Asian regional institutions can be useful at the margin. They can be ‘chat forums’ for policy dialogue and exchange of information, gradually improve mutual surveillance and transparency, promote trade facilitation and ‘best-practice’ measures, and (at best) cement unilateral liberalisation and help to prevent its reversal in difficult times. But more ambitious regional initiatives are inadvisable, indeed unachievable. That holds for regional FTAs. Better, therefore, to be pragmatic and realistic – and stick to terra firma.

Razeen Sally is director of the European Centre for International Political Economy.

An earlier version of this article appeared here at The Wall Street Journal.

One response to “Economic integration: Will Asia go regional?”

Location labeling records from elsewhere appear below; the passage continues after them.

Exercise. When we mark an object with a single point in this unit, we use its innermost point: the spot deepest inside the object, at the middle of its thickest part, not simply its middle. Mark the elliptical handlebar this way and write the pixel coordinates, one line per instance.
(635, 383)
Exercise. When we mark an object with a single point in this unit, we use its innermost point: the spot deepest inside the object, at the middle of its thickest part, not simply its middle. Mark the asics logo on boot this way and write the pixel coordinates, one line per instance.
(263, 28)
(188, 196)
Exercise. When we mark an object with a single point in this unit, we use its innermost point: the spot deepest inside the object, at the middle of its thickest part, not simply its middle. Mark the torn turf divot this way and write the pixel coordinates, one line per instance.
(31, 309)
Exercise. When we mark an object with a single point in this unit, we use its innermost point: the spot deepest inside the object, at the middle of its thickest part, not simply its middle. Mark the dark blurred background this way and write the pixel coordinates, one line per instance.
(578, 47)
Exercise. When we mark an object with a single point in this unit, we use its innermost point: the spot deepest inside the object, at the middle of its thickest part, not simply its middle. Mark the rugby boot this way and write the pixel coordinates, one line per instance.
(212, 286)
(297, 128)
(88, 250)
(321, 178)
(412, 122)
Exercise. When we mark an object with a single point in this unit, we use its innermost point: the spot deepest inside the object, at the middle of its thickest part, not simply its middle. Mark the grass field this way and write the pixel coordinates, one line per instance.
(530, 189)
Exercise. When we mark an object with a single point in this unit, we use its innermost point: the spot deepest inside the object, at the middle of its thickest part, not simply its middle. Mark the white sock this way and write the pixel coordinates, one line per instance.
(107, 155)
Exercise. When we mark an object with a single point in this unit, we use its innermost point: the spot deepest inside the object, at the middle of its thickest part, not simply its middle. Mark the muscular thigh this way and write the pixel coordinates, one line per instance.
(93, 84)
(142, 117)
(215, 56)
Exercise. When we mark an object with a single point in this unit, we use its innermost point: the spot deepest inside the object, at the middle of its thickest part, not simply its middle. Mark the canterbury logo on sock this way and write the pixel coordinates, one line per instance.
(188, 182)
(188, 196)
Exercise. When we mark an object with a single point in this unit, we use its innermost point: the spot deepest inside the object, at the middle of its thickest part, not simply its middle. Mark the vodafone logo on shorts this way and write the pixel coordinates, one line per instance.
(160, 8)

  1. Regional cooperation is a good idea for developing countries in amplifying economic leverage in the international system. However, in the case of ASEAN, it is pluralistic. It has no single dominant authoritative institution asserting its primacy within the region, or has no outstanding attractive advantage to make them strive for integration. For example, when considering the overall volume of Foreign Direct Investment (FDI) inflows from both intra- and extra-ASEAN’s member states from 2006 to 2008, it reflected a good sign for the future of ASEAN regional economic cooperation and development. It increased from US $54,967.2 million in 2006 to US $60,174.7 million in 2008. However, the increasing volume of FDI inflows is greater stemming from extra-ASEAN economic powers rather than intra-ASEAN member states. The total FDI among ASEAN member states increased only from US $7,602.3 million in 2006 to US $11,069.7 million in 2008, while the amount of FDI inflows from extra-ASEAN member states in the same period increased from US $47,364.9 million to US $49,105.0 million. This is especially the case with the FDI inflows from the EU, China, and Australia, which has gone from US $10,672.2, 1,016.2 and 303.0 million to US $12,378.4, 1,437.8 and 972.8 million, respectively.


    Along the lines of the above discussion, Southeast Asian states’ loosely cooperative framework and excessive linkage with outside powers are determining the significance of intra-regional institution-building, and are affecting the possibility in creating ASEAN’s solidarity as a single entity. In addition, while economic regionalism in the Southeast Asia region is generally considered to be market-driven and hence relatively unconstrained by state’s actions, the fact is that national interests and preferences remain a major determinant of the possibilities for economic cooperation within ASEAN.